Florida insured drivers are required to carry minimum limits of “no fault” auto insurance commonly referred to as “Personal Injury Protection” coverage or “PIP.” A Florida PIP insurance policy generally pays benefits equal to 80% of the cost of medical bills and / or 60% of lost wages up to a total of $10,000.00. A trip to the emergency room followed by several weeks of a doctor’s care may quickly use up these available insurance benefits.
Once PIP benefits are exhausted, how does an injured person pay for the costs of surgery and rehabilitative care in the absence of private health insurance, Medicare or Medicaid?
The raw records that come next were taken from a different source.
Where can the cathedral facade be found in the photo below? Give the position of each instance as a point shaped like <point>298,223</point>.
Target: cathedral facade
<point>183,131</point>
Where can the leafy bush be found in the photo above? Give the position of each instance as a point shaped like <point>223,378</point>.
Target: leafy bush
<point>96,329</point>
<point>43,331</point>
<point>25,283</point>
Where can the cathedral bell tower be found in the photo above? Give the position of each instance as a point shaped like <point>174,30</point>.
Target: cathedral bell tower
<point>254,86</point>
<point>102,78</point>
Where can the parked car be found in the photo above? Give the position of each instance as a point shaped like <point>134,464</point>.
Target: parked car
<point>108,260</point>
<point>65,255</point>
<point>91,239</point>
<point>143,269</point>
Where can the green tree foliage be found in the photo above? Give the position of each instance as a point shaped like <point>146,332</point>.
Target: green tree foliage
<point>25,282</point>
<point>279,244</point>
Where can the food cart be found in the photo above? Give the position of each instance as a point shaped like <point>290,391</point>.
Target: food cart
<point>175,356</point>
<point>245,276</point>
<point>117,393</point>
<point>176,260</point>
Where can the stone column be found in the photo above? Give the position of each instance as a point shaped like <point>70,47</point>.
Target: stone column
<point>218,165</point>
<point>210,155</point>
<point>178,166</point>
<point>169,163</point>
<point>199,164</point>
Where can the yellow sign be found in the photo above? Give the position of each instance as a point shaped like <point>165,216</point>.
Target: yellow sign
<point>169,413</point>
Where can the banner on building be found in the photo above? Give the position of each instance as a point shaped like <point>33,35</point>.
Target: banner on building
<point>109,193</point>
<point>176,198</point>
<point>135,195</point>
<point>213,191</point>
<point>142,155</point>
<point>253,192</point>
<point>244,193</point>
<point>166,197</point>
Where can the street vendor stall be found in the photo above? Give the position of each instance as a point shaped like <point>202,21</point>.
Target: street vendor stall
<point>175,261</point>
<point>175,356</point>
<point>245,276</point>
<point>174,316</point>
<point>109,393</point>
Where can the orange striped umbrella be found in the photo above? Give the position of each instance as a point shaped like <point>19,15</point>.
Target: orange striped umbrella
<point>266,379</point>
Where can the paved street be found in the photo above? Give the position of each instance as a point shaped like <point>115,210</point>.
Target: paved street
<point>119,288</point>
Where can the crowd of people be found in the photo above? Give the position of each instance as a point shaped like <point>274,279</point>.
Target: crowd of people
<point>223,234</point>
The at-fault driver’s insurance policy may seem like the best source of funds; however, liability insurance companies rarely advance funds for surgery and generally prefer to make one lump settlement payment to the injured party at the conclusion of the case.
Instead, the best option (provided the doctor and hospital agree), is something called a “Letter of Protection” or “LOP.” By signing a letter of protection, the client agrees to pay the doctor, hospital and other healthcare providers out of their settlement at the end of the case. In other words, the patient is permitted to receive the medical care and agrees to ulitmately pay for the cost of it once settlement funds are received — think of it as running a tab with your doctor. Under this arrangement, an injured patient does not need to postpone surgery until after a settlement comes through.